Some Good News at Last for Our Ocean
The new administration is certainly bringing us plenty of immediate good news for the nation and the planet. And some of it is for the Northeast Canyons and Seamounts Marine National Monument. President Biden has signed an Executive Order that takes important actions for the environment and public health, including initiating a formal review of President Trump’s June 2020 order opening up the monument to industrial fishing. (We promptly challenged Trump’s move in federal court.)
The President’s “Executive Order on Protecting Public Health and the Environment and Restoring Science to Tackle the Climate Crisis” sets out, in Section 1, a national policy committing, among other things, to “bolster resilience to the impacts of climate change,” and to “conserve,” “restore and expand” “our national treasures and monuments, places that secure our national memory.” The Order directs the Department of Interior, in consultation with the Department of Commerce, the Council on Environmental Quality and several other agencies, to conduct a review of the “boundaries and conditions” that Trump established in his order, and in his December 2017 orders drastically downsizing Bear Ears and Grand Staircase-Escalante National Monuments in Utah. Within 60 days, the Interior Department must submit a report to the President summarizing the review, including recommendations for actions that would be appropriate to carry out the policy in Section 1 of the Order.

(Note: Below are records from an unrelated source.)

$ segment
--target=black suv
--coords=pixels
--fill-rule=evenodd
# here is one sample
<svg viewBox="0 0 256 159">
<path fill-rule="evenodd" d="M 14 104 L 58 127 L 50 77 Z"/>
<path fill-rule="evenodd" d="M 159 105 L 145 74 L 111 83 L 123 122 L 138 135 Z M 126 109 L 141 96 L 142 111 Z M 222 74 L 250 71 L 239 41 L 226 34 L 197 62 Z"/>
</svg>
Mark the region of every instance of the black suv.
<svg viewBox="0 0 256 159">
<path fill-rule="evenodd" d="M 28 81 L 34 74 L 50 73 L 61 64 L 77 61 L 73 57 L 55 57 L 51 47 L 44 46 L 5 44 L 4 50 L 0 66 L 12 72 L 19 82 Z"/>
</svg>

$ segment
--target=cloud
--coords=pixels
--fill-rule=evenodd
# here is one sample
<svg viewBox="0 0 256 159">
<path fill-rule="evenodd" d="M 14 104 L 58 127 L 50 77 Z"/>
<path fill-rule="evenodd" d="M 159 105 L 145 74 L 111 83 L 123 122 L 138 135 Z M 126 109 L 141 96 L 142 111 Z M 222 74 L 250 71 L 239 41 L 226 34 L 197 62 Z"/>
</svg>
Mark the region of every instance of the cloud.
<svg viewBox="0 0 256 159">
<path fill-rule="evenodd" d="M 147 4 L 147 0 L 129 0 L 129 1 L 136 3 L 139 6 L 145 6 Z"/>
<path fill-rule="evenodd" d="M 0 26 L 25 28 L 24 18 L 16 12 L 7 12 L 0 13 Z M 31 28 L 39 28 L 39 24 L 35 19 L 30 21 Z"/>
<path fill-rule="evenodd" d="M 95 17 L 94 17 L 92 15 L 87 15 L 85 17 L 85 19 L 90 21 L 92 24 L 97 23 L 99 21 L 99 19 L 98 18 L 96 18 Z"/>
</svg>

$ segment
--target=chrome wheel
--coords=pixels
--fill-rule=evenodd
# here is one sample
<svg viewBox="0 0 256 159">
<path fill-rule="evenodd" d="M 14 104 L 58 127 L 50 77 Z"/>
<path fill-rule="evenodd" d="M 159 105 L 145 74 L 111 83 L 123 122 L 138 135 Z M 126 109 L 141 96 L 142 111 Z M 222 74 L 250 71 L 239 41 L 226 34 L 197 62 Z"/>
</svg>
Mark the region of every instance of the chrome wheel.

The 60-day review is a key first step for restoring full and permanent protections for Canyons and Seamounts and the Utah monuments. It is an important sign that the Biden Administration is committed to fulfilling the promises it made during the campaign to restore monument protections. I will be watching for new details about the monument review process, particularly with respect to any public involvement.
There is much at stake in this review: Just ten days ago, scientists from the New England Aquarium conducted their most recent aerial survey of marine mammal activity in the Canyons and Seamounts Monument. Similar to previous surveys, the scientists sighted almost 700 animals, including sperm whales, True’s beaked whales, and pilot whales, and huge pods of striped, bottlenose and common dolphins.
We need to work together—all of us—to protect to the fullest extent unique, biodiverse areas like these—not just for the protection of these amazing creatures, but as a defense against the climate crisis, a sanctuary for scientific inquiry, and the well-being and appreciation of future generations.